Wednesday, October 31, 2012

Light out of Darkness


October 31, 2012

This afternoon, I walked the labyrinth at an Episcopal church near my home. There I left at God’s feet the pain of saying goodbye this morning to a good friend. This past year I have walked more in the shadows of the valley than on the mountaintop, as I have coped with griefs, small and large. I will miss this friend and pastor who has walked beside me during this difficult time. I am grateful for the labyrinth, which provides a thin place close to home, a place where the veil between heaven and earth seems thinner than in other places, though that may because I go to such places intent on opening myself to God’s voice. I went to my favorite thin place a couple of weeks ago for a church conference and sat at the chapel on the hill, which overlooks the Guadalupe River, early on a Saturday morning.
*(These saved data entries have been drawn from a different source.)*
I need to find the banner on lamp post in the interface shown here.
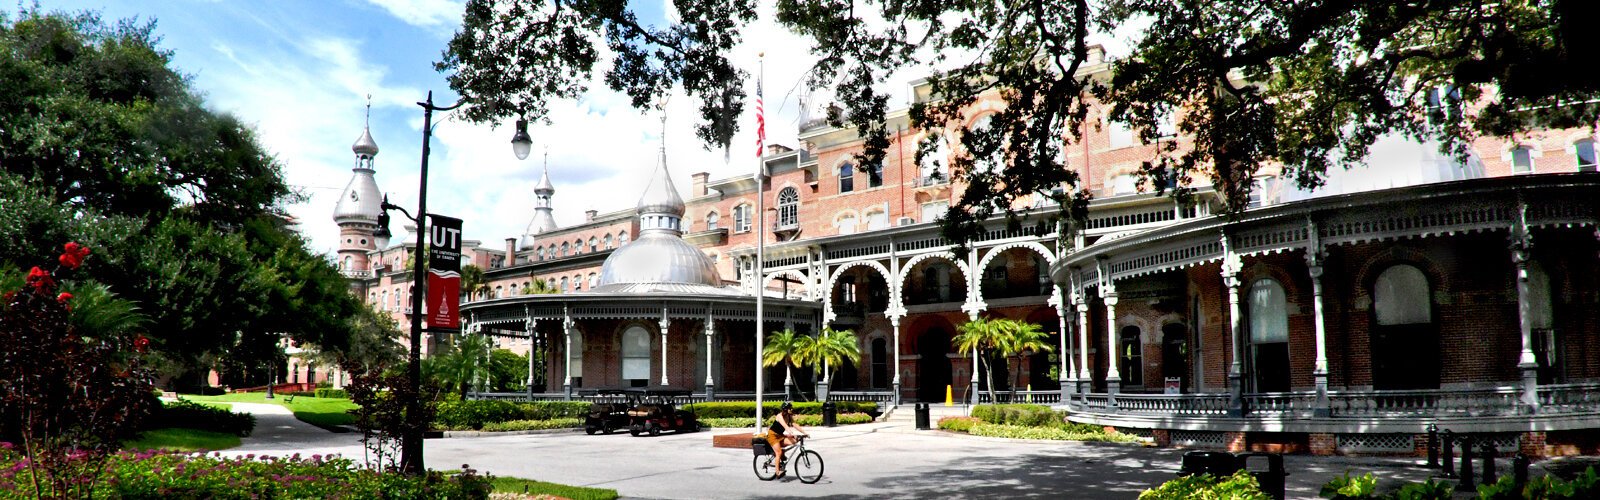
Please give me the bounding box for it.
[426,214,462,331]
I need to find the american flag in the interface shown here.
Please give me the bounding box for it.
[754,73,765,161]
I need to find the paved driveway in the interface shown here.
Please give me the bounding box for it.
[421,422,1444,499]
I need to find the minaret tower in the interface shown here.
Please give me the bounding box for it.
[333,97,383,274]
[519,151,560,249]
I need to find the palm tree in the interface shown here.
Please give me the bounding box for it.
[522,279,559,295]
[460,264,487,301]
[996,320,1054,399]
[433,333,492,398]
[954,317,1006,404]
[762,329,810,400]
[803,328,862,400]
[62,281,148,339]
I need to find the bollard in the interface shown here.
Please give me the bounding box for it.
[1513,453,1530,490]
[1236,453,1288,500]
[1426,423,1440,468]
[1457,436,1475,492]
[1481,441,1497,486]
[1441,430,1457,478]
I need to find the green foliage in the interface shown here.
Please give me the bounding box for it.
[970,404,1061,428]
[762,329,808,392]
[1320,472,1379,499]
[487,349,529,392]
[1141,471,1271,500]
[519,401,590,420]
[937,416,981,432]
[478,418,582,432]
[701,413,873,428]
[426,333,494,399]
[313,388,348,399]
[122,428,240,452]
[1474,467,1600,500]
[0,449,494,499]
[434,400,524,430]
[488,475,619,500]
[460,264,488,300]
[153,399,255,437]
[966,423,1139,443]
[803,328,862,390]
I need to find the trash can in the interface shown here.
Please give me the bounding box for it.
[1235,452,1287,500]
[914,403,931,430]
[822,401,838,427]
[1177,451,1238,477]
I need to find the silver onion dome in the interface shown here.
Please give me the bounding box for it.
[332,172,382,223]
[352,127,379,157]
[593,128,728,293]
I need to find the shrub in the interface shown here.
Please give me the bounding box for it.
[0,450,494,499]
[519,401,589,420]
[700,413,874,428]
[153,399,256,437]
[479,418,582,432]
[313,388,349,399]
[434,400,524,430]
[965,423,1140,443]
[971,404,1060,427]
[1140,470,1269,500]
[938,416,980,432]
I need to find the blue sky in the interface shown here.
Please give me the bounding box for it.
[46,0,814,257]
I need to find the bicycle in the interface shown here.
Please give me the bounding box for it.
[753,435,824,484]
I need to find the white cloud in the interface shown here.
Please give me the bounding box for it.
[362,0,465,31]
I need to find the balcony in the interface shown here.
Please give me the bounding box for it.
[830,302,864,327]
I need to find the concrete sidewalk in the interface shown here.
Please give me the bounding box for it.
[225,402,364,456]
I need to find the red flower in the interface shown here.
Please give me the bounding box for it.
[58,242,91,270]
[133,336,150,353]
[25,266,54,292]
[57,292,72,303]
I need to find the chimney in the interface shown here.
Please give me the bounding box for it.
[585,209,598,222]
[691,172,710,197]
[1087,44,1106,65]
[504,238,516,266]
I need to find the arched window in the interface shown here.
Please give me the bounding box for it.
[1511,145,1536,173]
[838,163,855,193]
[706,211,720,231]
[493,286,502,299]
[1371,264,1438,390]
[560,277,569,292]
[1120,326,1143,386]
[871,338,889,389]
[603,234,613,249]
[1576,139,1597,171]
[573,239,582,254]
[1374,265,1431,326]
[588,237,598,252]
[342,256,352,270]
[622,326,651,384]
[920,134,951,186]
[1247,278,1289,392]
[864,207,889,230]
[559,242,569,257]
[619,231,629,245]
[733,204,752,233]
[777,188,799,227]
[570,275,581,291]
[866,162,884,188]
[588,273,598,288]
[394,289,403,309]
[379,291,387,311]
[568,329,584,387]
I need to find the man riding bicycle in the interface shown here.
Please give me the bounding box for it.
[765,401,808,478]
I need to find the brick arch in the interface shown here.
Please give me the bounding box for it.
[824,259,894,321]
[898,252,972,302]
[762,269,811,300]
[976,241,1057,273]
[1242,261,1305,301]
[1352,245,1450,299]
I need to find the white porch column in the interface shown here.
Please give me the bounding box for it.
[659,307,671,386]
[1512,202,1539,413]
[562,306,575,401]
[1076,300,1091,393]
[966,309,980,404]
[704,306,717,399]
[1053,286,1075,399]
[889,313,904,406]
[1221,238,1245,416]
[525,317,538,400]
[1306,219,1331,416]
[1097,258,1121,400]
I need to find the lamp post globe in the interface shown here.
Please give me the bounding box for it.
[511,119,533,160]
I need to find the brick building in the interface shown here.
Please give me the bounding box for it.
[335,48,1600,455]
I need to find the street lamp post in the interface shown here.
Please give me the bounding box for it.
[390,92,534,476]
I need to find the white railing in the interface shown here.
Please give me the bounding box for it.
[825,391,896,405]
[1111,393,1233,416]
[1537,382,1600,414]
[976,391,1062,405]
[1327,387,1522,418]
[1069,386,1568,419]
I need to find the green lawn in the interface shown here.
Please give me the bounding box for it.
[489,476,618,500]
[124,428,241,452]
[182,393,358,428]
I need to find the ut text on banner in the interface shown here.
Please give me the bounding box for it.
[426,214,463,331]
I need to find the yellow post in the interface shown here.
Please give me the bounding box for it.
[1026,384,1033,403]
[944,384,953,406]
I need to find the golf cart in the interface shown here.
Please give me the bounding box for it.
[624,388,701,436]
[582,389,635,435]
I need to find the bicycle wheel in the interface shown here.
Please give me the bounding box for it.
[794,450,824,484]
[753,454,778,481]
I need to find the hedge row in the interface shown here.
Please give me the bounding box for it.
[153,399,256,437]
[966,423,1139,443]
[937,416,980,432]
[970,404,1062,427]
[313,388,348,399]
[479,418,583,432]
[433,401,590,430]
[1140,470,1269,500]
[688,401,878,419]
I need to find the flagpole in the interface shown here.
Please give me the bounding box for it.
[754,52,767,432]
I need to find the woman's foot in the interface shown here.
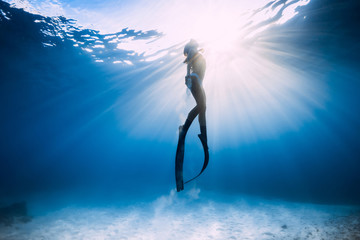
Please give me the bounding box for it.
[179,125,186,139]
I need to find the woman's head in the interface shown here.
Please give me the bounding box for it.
[184,39,199,56]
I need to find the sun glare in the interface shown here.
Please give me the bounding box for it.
[176,1,322,144]
[112,0,323,145]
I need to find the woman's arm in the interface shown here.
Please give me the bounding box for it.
[186,62,191,77]
[185,49,197,77]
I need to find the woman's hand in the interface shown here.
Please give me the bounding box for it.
[185,75,192,89]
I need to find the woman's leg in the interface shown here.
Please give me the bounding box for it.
[180,76,207,140]
[192,80,207,146]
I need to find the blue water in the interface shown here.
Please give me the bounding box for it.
[1,0,360,218]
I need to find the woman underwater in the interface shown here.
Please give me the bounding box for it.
[176,39,209,192]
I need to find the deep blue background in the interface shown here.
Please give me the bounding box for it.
[0,0,359,207]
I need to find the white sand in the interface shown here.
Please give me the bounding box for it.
[1,189,359,240]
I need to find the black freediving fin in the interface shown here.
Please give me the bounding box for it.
[175,126,187,192]
[184,134,209,184]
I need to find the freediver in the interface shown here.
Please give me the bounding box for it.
[176,39,209,192]
[180,39,207,146]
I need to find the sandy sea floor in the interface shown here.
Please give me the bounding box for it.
[1,190,359,240]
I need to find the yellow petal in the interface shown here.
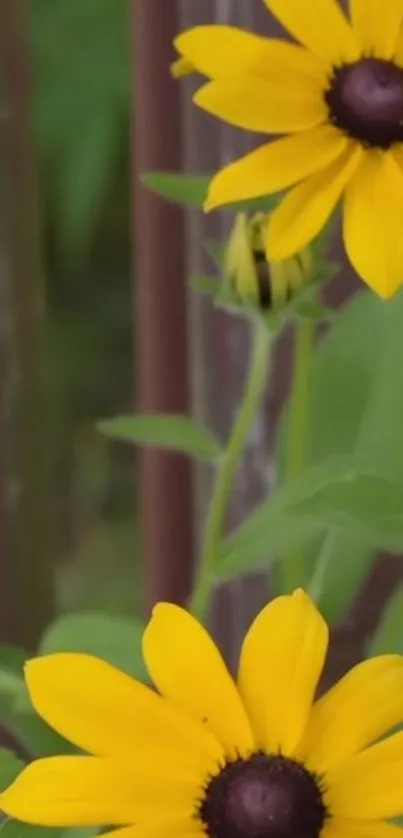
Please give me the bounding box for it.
[263,0,359,63]
[268,142,362,260]
[194,77,326,134]
[327,731,403,819]
[205,124,348,212]
[299,655,403,773]
[237,589,328,755]
[102,822,205,838]
[343,150,403,299]
[171,56,195,79]
[323,818,403,838]
[143,603,253,758]
[175,25,328,83]
[394,28,403,65]
[25,653,223,768]
[350,0,403,58]
[0,756,198,826]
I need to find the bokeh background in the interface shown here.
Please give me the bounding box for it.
[0,0,401,701]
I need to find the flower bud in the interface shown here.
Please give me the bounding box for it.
[225,213,312,312]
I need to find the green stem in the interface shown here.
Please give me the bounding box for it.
[282,318,315,592]
[190,317,272,620]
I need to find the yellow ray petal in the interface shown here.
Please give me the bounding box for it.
[25,653,223,767]
[143,603,253,759]
[268,141,362,260]
[101,822,205,838]
[0,757,198,826]
[323,817,403,838]
[350,0,403,58]
[394,28,403,66]
[343,150,403,299]
[205,124,348,212]
[326,731,403,819]
[175,25,328,83]
[171,56,195,79]
[262,0,359,64]
[194,77,326,135]
[237,589,328,755]
[299,655,403,773]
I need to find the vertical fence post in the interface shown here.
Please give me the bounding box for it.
[132,1,193,612]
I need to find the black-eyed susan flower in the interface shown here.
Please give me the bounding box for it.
[175,1,403,299]
[226,212,312,310]
[3,590,403,838]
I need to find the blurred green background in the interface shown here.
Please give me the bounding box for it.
[30,0,138,616]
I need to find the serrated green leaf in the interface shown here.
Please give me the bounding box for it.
[97,414,222,460]
[40,612,147,682]
[368,585,403,656]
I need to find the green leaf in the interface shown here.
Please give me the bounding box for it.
[218,455,400,602]
[141,171,281,213]
[0,750,23,790]
[40,612,148,681]
[190,275,219,297]
[0,825,61,838]
[218,510,322,580]
[274,289,403,619]
[141,173,210,208]
[368,585,403,656]
[0,648,76,756]
[0,648,28,712]
[218,489,324,581]
[1,710,73,758]
[308,532,375,624]
[283,458,403,552]
[97,414,222,460]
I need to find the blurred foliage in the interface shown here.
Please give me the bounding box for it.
[30,0,130,258]
[24,0,136,604]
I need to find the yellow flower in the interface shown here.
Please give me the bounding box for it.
[174,2,403,299]
[226,213,312,309]
[3,591,403,838]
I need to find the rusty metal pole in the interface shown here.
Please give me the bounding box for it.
[132,0,193,613]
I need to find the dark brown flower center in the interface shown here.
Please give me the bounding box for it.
[198,753,327,838]
[326,58,403,148]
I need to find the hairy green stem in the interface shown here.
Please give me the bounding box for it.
[190,318,272,620]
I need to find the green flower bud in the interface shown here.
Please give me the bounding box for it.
[225,213,312,312]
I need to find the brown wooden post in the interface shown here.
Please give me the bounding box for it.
[132,1,193,613]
I never fail to encounter God in that place. I never know when or how it will happen, but I am always blessed by God’s presence there. This time I walked up the hill to the chapel in complete darkness and sat for some time listening for God. As I sat there, I remembered Mother Teresa’s description of prayer as listening. When she was asked how God responded, she said “he listens.” As the time approached for me to walk back down the hill and get ready for the day, I watched the light seep so slowly into the darkness that engulfed me that at first I thought my eyes were deceiving me. But slowly, almost imperceptibly, the light arrived, and the darkness began to fade. The promise I brought home with me is that light will come into the darkness in which I have been wandering. It will come slowly and imperceptibly at first, but it will come for I have God’s promise that the light shines in the darkness, and the darkness cannot put it out.